Baca juga:10 Jurusan UNS Paling Favorit di SNBP 2026, Persaingan Super Ketat hingga 0,88!

"Saya sangat senang karena dapat lolos di kampus yang saya impikan sejak lama, terutama ketika umur saya yang masih terbilang cukup muda. Alasan saya memilih jurusan tersebut karena sesuai dengan potensi yang saya miliki,” katanya, dikutip dari laman Unair, Jumat (3/4/2026).

Ia menambahkan bahwa keberhasilannya tidak terlepas dari dukungan dan doa keluarga. Nursi menyampaikan rasa terima kasih kepada orang tua yang selalu memberikan motivasi hingga akhirnya ia dapat lolos di UNAIR. Selain itu, ia menjelaskan bahwa sejak kelas 10 dirinya telah diarahkan oleh pihak sekolah untuk fokus meraih prestasi di bidang ekonomi.Lebih lanjut, Nursi menerangkan bahwa sekolah turut memberikan program pembelajaran intensif berupa daurah yang dilaksanakan setiap malam, mulai pukul delapan hingga sepuluh, untuk membahas materi dan latihan soal UTBK atau Tes Kompetensi Akademik (TKA).

Sebagai mahasiswa termuda Unair, perjalanan pendidikan Nursi terbilang berbeda.

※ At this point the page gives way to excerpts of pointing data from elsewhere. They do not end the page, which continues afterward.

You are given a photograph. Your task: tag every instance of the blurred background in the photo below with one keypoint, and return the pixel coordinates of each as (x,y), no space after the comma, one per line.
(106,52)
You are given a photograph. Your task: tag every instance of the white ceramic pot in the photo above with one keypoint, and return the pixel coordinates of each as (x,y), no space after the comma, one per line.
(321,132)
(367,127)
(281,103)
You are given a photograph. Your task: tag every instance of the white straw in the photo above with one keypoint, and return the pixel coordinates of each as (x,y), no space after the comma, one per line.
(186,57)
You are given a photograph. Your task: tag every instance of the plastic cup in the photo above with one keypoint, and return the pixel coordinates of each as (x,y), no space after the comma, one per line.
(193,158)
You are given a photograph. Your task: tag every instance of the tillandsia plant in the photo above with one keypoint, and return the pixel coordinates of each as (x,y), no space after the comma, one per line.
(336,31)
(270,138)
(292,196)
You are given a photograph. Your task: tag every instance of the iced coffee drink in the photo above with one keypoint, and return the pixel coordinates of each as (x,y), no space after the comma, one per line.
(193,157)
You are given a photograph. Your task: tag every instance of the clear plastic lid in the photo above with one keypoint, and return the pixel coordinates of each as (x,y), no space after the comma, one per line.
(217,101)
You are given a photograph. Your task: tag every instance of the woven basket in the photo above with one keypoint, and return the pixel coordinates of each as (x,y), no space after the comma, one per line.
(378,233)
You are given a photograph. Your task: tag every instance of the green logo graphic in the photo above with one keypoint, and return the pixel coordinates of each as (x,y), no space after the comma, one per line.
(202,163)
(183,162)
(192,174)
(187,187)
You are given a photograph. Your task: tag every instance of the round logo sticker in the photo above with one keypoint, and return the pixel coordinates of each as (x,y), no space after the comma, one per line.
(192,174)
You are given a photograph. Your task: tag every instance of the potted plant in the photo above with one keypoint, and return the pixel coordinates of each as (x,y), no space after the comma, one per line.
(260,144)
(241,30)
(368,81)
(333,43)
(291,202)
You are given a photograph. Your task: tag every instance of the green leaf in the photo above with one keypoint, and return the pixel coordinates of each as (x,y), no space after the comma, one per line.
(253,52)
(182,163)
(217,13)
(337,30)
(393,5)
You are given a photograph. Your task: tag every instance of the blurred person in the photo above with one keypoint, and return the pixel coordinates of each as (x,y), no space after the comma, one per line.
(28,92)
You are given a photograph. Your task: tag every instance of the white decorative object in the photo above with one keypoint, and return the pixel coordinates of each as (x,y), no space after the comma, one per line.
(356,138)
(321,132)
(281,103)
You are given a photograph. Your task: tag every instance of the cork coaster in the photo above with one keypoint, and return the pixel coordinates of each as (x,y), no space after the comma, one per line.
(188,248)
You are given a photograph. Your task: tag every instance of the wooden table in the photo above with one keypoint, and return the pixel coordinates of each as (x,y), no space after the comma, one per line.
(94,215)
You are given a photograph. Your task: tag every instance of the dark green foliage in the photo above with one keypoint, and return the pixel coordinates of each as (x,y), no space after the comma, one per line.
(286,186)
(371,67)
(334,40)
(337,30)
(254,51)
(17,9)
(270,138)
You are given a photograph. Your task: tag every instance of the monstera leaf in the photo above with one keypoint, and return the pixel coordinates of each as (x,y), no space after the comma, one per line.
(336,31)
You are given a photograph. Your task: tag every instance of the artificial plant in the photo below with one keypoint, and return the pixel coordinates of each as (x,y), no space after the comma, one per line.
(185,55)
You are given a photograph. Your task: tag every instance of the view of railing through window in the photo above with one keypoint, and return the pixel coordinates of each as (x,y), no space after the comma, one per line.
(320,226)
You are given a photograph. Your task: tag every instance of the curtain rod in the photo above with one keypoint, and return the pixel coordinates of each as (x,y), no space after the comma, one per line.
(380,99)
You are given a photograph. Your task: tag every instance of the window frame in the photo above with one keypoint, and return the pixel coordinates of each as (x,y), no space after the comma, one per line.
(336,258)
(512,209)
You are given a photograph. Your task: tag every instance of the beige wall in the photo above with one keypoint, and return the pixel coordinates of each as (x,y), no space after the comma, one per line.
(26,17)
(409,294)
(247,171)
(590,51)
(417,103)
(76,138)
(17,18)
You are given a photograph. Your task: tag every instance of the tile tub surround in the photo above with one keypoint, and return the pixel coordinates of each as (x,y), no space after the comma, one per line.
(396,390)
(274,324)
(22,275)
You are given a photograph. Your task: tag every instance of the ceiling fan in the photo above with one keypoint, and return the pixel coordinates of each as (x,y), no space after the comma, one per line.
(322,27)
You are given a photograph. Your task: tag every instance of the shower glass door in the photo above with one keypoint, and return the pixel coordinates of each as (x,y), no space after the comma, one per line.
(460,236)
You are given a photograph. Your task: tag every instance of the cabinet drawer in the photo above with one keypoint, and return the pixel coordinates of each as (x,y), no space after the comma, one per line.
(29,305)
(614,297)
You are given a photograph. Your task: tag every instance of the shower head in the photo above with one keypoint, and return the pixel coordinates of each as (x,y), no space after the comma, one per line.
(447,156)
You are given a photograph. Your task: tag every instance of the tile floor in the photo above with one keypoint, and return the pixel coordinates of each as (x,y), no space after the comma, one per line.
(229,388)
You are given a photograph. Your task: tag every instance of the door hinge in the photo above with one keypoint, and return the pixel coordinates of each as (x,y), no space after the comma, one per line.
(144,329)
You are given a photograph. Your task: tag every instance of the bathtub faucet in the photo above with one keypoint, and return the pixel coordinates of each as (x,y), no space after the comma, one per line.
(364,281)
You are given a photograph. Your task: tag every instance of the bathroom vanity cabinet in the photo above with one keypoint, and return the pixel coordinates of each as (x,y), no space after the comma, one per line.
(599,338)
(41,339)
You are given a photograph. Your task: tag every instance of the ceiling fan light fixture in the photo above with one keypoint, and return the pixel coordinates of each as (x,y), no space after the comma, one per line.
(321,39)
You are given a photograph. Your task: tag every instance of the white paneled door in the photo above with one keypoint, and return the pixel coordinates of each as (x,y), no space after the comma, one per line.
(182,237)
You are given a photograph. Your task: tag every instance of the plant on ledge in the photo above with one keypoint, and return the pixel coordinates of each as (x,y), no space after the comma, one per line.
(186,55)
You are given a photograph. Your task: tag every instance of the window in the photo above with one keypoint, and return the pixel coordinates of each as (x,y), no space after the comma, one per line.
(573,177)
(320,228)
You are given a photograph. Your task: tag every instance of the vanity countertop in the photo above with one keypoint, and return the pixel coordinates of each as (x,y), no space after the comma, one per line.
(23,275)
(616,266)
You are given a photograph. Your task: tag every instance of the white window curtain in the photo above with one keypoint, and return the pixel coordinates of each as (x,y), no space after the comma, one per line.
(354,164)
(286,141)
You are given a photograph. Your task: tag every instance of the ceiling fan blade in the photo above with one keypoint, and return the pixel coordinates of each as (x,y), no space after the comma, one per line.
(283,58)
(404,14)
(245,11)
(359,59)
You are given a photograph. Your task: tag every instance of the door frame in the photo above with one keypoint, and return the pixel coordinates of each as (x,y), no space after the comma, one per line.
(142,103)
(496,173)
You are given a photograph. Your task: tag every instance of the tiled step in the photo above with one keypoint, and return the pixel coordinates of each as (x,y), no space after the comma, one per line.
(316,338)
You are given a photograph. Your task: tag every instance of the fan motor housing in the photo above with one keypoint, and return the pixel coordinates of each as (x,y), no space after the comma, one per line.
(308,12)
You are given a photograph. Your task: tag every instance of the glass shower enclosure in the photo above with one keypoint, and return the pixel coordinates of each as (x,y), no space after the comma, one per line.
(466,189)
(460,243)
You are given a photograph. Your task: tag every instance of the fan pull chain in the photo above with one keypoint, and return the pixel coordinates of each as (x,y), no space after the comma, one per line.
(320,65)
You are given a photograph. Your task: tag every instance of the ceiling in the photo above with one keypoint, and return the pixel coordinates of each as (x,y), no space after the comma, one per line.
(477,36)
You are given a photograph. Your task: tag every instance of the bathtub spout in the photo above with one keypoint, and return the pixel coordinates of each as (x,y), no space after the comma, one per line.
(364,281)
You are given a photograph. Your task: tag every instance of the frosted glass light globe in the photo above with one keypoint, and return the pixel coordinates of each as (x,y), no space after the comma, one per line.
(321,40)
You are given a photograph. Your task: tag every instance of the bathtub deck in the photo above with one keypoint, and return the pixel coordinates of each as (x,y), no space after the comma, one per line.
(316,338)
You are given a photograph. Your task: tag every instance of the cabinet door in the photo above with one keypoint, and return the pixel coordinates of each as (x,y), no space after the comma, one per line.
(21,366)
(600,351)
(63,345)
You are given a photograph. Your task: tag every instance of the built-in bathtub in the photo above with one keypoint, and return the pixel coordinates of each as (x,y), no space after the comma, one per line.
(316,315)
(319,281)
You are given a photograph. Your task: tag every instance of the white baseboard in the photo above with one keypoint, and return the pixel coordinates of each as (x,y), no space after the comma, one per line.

Ia menyebut bahwa dirinya telah masuk sekolah dasar sebelum usia enam tahun dan mengikuti program akselerasi di jenjang SMP hingga SMA. Ia juga menambahkan bahwa dirinya memiliki sejumlah prestasi, di antaranya juara 2 Olimpiade Akuntansi dan juara 3 Olimpiade Ekonomi tingkat nasional.

Dalam hal strategi belajar, Nursi menjelaskan bahwa ia terbiasa merangkum materi sebagai metode utama. Ia juga mengaku konsisten belajar setiap hari, terutama sebelum tidur dan menjelang subuh, serta rutin mengikuti program daurah di pondok untuk memperkuat daya ingat terhadap materi yang dipelajari.

Meski demikian, Nursi tidak menampik bahwa ia menghadapi berbagai tantangan, terutama terkait tekanan akademik dan manajemen waktu. Namun, ia mengungkapkan adanya kepuasan tersendiri ketika seluruh usaha dan perjuangannya dapat membuahkan hasil.

Di akhir, Nursi berpesan kepada para pejuang SNBT untuk tetap semangat dan tidak menyerah. Ia menekankan bahwa setiap orang memiliki proses yang berbeda dalam mencapai tujuan yang sama.